65642 rows × 12 columns

n = len(MovieLens_CEL)
userinfo_index = np.array([3,6,7,8,9,10,11])
SandA = MovieLens_CEL.iloc[:, np.array([3,5,6,7,8,9,10,11])]
mu0 = GradientBoostingRegressor(max_depth=3)
mu1 = GradientBoostingRegressor(max_depth=3)

mu0.fit(MovieLens_CEL.iloc[np.where(MovieLens_CEL['Drama']==0)[0],userinfo_index],MovieLens_CEL.iloc[np.where(MovieLens_CEL['Drama']==0)[0],2] )
mu1.fit(MovieLens_CEL.iloc[np.where(MovieLens_CEL['Drama']==1)[0],userinfo_index],MovieLens_CEL.iloc[np.where(MovieLens_CEL['Drama']==1)[0],2] )

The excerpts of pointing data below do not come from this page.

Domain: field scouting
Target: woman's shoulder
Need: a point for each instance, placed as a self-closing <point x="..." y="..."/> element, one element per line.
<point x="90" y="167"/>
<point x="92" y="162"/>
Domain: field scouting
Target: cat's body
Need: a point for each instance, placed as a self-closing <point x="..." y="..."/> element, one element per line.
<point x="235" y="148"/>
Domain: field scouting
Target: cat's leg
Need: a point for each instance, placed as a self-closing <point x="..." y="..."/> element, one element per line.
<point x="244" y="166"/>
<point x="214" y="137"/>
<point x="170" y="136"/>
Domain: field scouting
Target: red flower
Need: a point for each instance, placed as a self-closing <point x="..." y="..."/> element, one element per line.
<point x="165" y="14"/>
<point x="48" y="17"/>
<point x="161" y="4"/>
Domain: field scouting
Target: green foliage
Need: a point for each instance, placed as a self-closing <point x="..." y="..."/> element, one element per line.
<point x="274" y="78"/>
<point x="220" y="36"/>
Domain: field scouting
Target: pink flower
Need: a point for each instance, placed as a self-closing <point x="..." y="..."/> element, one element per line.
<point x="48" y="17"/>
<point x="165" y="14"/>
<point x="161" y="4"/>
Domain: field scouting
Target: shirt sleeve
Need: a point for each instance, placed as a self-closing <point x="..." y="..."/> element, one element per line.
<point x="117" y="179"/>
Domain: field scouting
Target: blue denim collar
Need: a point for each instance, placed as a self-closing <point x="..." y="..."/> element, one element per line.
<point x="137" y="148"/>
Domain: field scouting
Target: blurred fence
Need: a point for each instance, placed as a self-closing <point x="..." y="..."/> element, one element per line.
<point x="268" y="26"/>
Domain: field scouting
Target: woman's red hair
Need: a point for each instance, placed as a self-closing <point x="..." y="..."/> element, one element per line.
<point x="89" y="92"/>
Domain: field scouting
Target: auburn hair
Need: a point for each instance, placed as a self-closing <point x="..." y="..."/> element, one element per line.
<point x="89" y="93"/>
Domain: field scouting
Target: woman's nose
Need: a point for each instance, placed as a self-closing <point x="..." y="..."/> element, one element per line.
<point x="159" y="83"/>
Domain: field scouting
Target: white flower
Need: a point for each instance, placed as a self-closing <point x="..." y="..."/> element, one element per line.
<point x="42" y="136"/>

# estimate the HTE by T-learner
HTE_T_learner = mu1.predict(MovieLens_CEL.iloc[:,userinfo_index]) - mu0.predict(MovieLens_CEL.iloc[:,userinfo_index])

Let’s focus on the estimated HTEs for three randomly chosen users:

print("T-learner:  ",HTE_T_learner[np.array([0,1000,5000])])
T-learner:   [0.3598282  0.34648075 0.35533324]
ATE_T_learner = np.sum(HTE_T_learner)/n
print("Choosing Drama instead of Sci-Fi is expected to improve the rating of all users by",round(ATE_T_learner,4), "out of 5 points.")
Choosing Drama instead of Sci-Fi is expected to improve the rating of all users by 0.3571 out of 5 points.

Conclusion: Same as the estimation result provided by S-learner, people are more inclined to give higher ratings to drama than science fictions. The expected causal effect estiamted by T-learner is larger than S-learner. In some cases when the treatment effect is relatively complex, it’s likely to yield better performance by fitting two models separately.

However, in an extreme case when both \(\mu_0(s)\) and \(\mu_1(s)\) are nonlinear complicated function of state \(s\) while their difference is just a constant, T-learner will overfit each model very easily, yielding a nonlinear treatment effect estimator. In this case, other estimators are often preferred.

References#

  1. Kunzel, S. R., Sekhon, J. S., Bickel, P. J., and Yu, B. (2019). Metalearners for estimating heterogeneous treatment effects using machine learning. Proceedings of the national academy of sciences 116, 4156–4165.